Leave Iran alone, says ‘human rights’ advocate

We should lay off Iran’s nuclear weapons program, says a “human rights” advocate, because Iran is using it as a reason to increase repression of internal reformers:

Rights advocates say dozens of activists have been prosecuted and condemned to prison sentences, some with lashes. They say arrests, detention and judicial harassment are common practice. They say journalists, lawyers, students and trade unionists are particularly targeted.

Spokesman of the International Campaign for Human Rights in Iran, Hadi Ghaemi, says Iran has taken advantage of the International Community’s fixation on the country’s nuclear issue to increase repression in the country.

“As the military threat against Iran increases, indeed, the government uses that to solidify the current situation and increase its repression. And, human rights defenders inside Iran are very much opposed to the continuing threat made against Iran,” he said. “It has made life very difficult for them. And, if there is any kind of military action against Iran, be it a very limited one, it will give a license to the government to completely uproot any semblance of civil society in the country.” — VOA News (6/2008) [my emphasis]
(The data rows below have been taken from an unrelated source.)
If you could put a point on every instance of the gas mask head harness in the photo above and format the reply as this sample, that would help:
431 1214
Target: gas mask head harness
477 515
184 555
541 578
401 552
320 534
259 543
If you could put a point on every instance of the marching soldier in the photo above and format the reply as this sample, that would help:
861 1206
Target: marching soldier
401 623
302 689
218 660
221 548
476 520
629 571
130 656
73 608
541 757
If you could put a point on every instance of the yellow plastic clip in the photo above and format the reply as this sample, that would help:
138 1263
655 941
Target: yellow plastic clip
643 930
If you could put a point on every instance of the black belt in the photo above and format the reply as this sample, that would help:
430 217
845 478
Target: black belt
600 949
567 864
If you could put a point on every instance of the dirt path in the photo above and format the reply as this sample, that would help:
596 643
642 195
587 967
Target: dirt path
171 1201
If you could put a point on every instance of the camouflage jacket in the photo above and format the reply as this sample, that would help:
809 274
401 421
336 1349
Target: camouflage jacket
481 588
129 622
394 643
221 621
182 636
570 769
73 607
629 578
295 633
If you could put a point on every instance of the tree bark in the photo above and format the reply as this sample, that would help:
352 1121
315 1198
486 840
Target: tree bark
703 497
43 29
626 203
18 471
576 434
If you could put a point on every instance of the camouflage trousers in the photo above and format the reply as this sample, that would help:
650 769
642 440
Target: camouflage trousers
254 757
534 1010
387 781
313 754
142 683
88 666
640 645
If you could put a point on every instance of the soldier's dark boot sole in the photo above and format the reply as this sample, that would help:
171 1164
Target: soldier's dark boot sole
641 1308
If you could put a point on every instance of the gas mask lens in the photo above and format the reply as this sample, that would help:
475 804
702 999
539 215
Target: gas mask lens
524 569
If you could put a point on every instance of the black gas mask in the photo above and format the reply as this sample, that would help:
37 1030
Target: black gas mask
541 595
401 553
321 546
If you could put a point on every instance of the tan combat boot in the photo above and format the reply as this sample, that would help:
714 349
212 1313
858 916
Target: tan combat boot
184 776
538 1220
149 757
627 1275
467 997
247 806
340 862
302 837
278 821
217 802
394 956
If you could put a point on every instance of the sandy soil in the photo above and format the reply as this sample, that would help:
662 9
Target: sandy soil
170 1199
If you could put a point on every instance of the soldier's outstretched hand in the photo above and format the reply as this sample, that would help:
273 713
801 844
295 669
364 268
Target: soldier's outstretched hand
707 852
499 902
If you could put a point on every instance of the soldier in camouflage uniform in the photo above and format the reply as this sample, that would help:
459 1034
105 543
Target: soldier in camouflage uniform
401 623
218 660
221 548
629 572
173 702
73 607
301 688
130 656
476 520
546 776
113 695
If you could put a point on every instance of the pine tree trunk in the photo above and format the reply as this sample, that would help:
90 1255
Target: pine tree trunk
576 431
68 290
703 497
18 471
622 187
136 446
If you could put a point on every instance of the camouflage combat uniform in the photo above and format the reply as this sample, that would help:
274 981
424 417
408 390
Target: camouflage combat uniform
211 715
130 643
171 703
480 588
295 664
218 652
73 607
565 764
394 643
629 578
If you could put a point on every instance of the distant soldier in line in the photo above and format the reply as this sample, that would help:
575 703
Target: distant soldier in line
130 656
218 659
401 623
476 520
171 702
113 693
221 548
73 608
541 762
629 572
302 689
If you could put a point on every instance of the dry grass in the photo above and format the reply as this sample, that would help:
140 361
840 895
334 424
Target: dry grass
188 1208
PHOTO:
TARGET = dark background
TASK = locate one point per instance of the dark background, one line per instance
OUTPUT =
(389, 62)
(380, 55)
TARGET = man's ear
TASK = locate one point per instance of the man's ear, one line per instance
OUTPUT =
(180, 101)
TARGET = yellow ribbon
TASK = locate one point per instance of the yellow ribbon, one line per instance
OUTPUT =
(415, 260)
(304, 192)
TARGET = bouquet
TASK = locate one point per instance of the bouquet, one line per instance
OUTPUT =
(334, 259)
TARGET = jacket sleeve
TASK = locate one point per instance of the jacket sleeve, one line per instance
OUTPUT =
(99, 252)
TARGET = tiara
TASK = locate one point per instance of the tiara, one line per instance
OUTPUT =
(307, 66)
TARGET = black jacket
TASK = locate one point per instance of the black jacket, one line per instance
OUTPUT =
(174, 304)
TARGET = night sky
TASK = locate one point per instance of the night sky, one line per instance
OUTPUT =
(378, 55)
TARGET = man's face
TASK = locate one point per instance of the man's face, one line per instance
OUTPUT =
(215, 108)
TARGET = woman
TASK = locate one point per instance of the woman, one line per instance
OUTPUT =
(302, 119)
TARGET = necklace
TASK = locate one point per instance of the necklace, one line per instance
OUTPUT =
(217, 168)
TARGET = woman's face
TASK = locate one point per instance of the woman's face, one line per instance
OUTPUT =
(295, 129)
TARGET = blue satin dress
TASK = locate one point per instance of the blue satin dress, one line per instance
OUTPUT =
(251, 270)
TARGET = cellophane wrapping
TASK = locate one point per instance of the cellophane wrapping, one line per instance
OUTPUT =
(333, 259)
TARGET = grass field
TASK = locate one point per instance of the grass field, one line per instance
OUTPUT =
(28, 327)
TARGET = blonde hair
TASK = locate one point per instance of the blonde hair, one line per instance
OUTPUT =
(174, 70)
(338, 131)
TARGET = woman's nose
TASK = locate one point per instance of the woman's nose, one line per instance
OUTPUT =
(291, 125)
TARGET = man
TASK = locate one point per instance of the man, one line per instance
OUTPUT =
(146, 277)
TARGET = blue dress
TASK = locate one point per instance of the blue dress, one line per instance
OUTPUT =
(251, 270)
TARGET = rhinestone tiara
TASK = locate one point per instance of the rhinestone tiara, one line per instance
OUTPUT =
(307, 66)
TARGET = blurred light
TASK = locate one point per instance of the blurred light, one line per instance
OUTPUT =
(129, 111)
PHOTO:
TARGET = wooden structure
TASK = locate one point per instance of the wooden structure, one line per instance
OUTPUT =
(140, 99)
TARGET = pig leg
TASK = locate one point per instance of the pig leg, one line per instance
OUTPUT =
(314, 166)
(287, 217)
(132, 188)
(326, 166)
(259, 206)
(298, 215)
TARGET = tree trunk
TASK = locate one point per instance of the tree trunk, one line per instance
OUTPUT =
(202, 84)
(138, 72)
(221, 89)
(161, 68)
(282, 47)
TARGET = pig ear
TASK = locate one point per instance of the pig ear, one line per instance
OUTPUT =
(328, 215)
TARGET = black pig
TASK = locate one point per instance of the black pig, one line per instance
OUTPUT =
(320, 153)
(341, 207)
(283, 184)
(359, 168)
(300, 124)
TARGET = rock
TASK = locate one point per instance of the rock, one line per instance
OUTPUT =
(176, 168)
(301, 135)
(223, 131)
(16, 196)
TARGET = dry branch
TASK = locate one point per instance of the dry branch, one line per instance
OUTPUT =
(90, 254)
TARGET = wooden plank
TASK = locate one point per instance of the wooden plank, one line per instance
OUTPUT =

This is truly breathtaking in its stupidity. Iran is developing nuclear weapons in order to facilitate its goal of exporting revolutionary, fundamentalist Shiite Islam. Of course the Mullahs and Ahmadinejad want to repress reform at home; it’s part and parcel of the same project.

Repression has increased greatly since Ahmadinejad was elected in 2005, and the authorities are making good use of everything that the US does and says, not only our silly ‘fixation’, to justify it. For example, for the past several years the US has been funding radio broadcasts, websites, international human rights organizations concerned with conditions in Iran, etc.

Since Secretary of State Condoleezza Rice unveiled the program [in 2006], a wide array of activists — teachers, women’s rights campaigners, labor organizers, students, journalists and intellectuals — have faced interrogations, detentions, imprisonment and passport confiscation over suspected links to the new U.S. funding, activists and human rights groups say. Iranian officials have charged that Washington is supporting the kind of soft revolution that transformed Eastern Europe. — Washington Post (4/2007)

Indeed, the same Hadi Ghaemi, who is an analyst for Human Rights Watch, was quoted in the Post article:

Dozens of Iranian activists are paying a price since the announcement of the $75 million, and practically everyone who has been detained over the past year has been interrogated about receiving this money…

US officials on their part have emphasized that no funding is given directly to Iranian reformers. Of course, that doesn’t stop the security forces from using it as an issue. Does anyone really think that the crackdown would stop if the US backed off? Would they lack questions to ask dissidents?

Ghaemi is correct in decrying the violations of human rights committed by the Iranian regime. But his advice for the US appears to be that we should take no action of any kind — not against the nuclear program and not even to indirectly help those Iranians who oppose the fundamentalist program of Ahmadinejad’s regime.

In other words, Iran should be allowed to achieve her goals of regional domination, the elimination of Israel, and — ultimately — the end of the US as a world power.